Özlem Yenigül’ün İlk Kişisel Sergisi: “Her Yerde Ev Olma Arzusu”
Yenigül’ün sergisi, başlığıyla da izleyicinin ilgisini çekiyor. Giriş katına yayılan sergi, sanatçının daha önce Mamut Art Project’te sergilenen çalışmalarının ardından, kendisine ait ilk kişisel sergi olma özelliği taşıyor. Evde vakit geçirmekten keyif aldığını ifade eden Yenigül, serginin mekân ve aidiyet ilişkisini sorguladığını dile getiriyor. Genç sanatçının, bir mekânda geçirdiğimiz zamanın sınırlılıkları ve mahremiyetine dair sorulara yanıt aradığı gözlemleniyor.
Yenigül’ün ele aldığı konunun yanı sıra malzeme seçimleri de oldukça dikkat çekici. Özellikle dokuma (tufting ve punch teknikleri) üzerine yoğunlaşan sanatçı, eserlerinde uzun zaman harcayarak ve bol miktarda iplik kullanarak başarılı çalışmalara imza atıyor.
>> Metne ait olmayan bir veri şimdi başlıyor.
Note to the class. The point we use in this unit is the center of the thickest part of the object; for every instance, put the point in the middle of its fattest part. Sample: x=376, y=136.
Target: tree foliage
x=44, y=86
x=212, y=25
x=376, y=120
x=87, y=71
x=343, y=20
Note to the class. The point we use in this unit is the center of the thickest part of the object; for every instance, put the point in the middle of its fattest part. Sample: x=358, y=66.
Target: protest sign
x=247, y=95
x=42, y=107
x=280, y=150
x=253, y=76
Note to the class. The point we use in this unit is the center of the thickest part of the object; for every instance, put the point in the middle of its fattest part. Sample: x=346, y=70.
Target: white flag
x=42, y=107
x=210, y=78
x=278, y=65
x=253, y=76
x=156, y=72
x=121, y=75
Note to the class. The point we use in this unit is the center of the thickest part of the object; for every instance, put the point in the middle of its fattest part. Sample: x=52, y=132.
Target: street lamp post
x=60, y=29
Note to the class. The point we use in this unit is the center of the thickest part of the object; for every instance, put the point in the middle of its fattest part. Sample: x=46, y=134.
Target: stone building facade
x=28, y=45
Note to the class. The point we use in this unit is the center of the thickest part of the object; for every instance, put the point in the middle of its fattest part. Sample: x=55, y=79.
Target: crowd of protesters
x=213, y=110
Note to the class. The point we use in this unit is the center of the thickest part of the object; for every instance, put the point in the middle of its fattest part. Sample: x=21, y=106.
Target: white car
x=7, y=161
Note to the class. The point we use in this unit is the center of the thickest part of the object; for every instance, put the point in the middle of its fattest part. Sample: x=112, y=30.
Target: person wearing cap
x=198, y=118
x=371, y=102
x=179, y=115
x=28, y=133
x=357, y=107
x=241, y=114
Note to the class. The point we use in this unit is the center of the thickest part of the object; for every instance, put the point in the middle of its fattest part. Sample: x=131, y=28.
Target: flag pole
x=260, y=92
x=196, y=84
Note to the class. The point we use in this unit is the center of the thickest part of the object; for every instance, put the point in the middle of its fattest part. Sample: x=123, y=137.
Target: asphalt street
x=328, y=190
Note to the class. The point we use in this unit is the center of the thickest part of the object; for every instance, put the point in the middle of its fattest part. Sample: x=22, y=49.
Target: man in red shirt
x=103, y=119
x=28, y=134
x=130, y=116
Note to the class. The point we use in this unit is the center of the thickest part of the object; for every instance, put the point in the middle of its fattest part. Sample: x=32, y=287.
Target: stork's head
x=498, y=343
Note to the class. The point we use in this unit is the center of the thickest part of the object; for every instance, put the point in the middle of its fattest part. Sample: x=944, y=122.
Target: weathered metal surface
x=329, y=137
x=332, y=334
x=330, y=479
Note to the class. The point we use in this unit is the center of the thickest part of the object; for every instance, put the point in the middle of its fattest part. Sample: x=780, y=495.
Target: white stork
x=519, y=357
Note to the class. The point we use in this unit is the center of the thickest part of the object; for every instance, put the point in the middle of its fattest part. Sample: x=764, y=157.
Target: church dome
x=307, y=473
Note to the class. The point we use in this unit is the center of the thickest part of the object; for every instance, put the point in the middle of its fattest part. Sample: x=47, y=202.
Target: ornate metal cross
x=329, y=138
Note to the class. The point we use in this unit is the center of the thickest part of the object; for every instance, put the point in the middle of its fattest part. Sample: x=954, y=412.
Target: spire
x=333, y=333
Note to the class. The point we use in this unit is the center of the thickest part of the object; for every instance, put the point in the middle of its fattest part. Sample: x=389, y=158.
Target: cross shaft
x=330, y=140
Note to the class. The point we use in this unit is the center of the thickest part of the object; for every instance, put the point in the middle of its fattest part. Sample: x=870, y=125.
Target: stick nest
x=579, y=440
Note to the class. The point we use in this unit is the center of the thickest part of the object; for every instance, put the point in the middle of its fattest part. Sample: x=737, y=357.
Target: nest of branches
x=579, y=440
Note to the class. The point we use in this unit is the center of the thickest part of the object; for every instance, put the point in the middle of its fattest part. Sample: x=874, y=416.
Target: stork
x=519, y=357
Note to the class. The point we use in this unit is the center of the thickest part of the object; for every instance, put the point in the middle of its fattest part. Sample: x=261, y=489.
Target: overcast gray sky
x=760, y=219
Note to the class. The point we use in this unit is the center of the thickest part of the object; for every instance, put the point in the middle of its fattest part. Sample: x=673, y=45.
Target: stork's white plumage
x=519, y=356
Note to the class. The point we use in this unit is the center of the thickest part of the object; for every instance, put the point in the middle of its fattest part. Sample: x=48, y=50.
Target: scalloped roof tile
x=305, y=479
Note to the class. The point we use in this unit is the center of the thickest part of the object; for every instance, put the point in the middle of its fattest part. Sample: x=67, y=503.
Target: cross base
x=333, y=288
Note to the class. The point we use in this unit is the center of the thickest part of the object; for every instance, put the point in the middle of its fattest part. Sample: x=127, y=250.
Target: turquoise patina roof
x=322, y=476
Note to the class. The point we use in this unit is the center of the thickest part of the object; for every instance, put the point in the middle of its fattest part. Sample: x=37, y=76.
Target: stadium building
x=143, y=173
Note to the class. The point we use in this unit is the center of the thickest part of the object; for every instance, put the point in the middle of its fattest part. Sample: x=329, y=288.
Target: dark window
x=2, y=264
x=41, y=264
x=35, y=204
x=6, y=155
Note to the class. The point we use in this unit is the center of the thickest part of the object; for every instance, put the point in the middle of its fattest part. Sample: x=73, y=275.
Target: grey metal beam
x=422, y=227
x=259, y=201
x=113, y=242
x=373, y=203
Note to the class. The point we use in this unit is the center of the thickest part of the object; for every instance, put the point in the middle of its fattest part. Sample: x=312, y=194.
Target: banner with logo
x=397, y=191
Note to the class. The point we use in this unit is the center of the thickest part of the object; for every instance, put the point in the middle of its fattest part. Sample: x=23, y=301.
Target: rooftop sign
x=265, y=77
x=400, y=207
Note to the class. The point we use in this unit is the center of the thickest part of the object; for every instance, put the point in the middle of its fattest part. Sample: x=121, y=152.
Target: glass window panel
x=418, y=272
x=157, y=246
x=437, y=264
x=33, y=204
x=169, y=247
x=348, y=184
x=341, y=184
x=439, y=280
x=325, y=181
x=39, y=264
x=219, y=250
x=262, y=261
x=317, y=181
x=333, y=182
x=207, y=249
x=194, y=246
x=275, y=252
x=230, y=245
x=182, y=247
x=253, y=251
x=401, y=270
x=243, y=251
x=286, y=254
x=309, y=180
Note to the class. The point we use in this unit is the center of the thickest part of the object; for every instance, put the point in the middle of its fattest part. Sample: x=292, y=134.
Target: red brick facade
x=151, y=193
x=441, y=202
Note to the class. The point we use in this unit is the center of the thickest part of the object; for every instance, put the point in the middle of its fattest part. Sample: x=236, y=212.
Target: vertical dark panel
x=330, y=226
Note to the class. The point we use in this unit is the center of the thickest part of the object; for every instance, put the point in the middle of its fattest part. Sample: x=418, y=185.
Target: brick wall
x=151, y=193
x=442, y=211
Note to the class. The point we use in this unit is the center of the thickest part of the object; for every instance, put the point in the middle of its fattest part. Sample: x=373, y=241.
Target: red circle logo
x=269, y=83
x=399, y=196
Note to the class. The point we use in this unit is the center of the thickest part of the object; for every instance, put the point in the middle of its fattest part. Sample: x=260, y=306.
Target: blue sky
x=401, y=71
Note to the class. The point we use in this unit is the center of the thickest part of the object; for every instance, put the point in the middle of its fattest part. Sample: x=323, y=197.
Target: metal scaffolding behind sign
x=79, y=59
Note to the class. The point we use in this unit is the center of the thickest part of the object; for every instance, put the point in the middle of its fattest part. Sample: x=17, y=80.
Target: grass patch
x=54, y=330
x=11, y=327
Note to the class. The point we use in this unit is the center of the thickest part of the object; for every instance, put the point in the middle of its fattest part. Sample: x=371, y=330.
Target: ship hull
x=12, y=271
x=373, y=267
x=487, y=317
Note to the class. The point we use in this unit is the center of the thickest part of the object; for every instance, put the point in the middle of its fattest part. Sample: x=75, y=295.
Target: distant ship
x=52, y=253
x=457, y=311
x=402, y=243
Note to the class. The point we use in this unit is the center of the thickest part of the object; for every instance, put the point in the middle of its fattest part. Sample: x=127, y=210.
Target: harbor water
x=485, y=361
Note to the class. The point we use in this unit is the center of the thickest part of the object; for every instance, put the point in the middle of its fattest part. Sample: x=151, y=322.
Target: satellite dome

Girişte sağda yer alan ve neredeyse tüm duvarı kaplayan eseri için 800 top iplik kullandığını belirten Yenigül, daha küçük boyuttaki yüksek baskı örneklerinde ise her evde bulunan dantel gibi unsurları, kendi evinde kullandığı nesnelerle birleştirerek özgün kompozisyonlar yaratıyor. Ayrıca, sergide sanatçının pratiğinin temelini oluşturan desen çalışmaları da yer alıyor. Yenigül, “Her mekân, insanla karşılıklı etkileşim içerisindedir. Yapılan müdahaleler her zaman karşılıklıdır” diyerek, sanatının özünü özetliyor.
“Baskı Noktası” Sergisi: Deneysel Bir Yolculuk
Anna Laudel’in ikinci katında yer alan “Baskı Noktası” isimli sergi, Şerife Şen Akkaş, Ozan Bilginer, Ramazan Can, María Chillón, Emre Çalış, Sabine Delahaut, Engin Esen, Doğu Gündoğdu, Fırat Güner, Aslı Işıksal ve Jean-Michel Uyttersprot’un eserlerini bir araya getiriyor. Bu sergi, baskıresmin doğası gereği, kusursuz imgeler üretmek yerine sürece yayılan sistemini ve deneysel yönlerini görünür kılıyor. Her bir eserin fiziksel emeği, malzemeyle kurulan ilişkisi ve zamana yayılan üretim süreci, izleyiciye imgenin kendisinden ziyade yaratılış hikâyesini ön plana çıkarıyor.
Tarih boyunca baskı, aynı zamanda seri üretim biçimlerinin de aracı olmuştur. Sergide, 16. yüzyıla kadar uzanan geçmişiyle serigrafi baskı örnekleri de yer alıyor. Engin Esen, “Diseditioned” adlı serisinde sergiye özel ürettiği eserlerinde baskıları önce parçalara ayırıyor, ardından beyaz gürültü örüntüsünü taklit edecek şekilde yeniden birleştiriyor. Bu analoji üzerinden, gürültünün çoksesli ve anonim doğasını, edisyon kültürünün “çoklu tekillik” düşüncesi içinde yeniden inşa ediyor.
Fırat Güner ise sergideki baskı serisinde insanın doğa, teknoloji ve zamanla olan ilişkisini kavramsal sorgulamalar ve ironik metaforlarla ele alıyor. Anlamı yalnızca bir ifade değil, deneyim yoluyla keşfedilen bir olgu olarak işleyen Güner, izleyicisine açık uçlu sorular sorarak yargıdan çok tanıklığı esas almayı hedefliyor.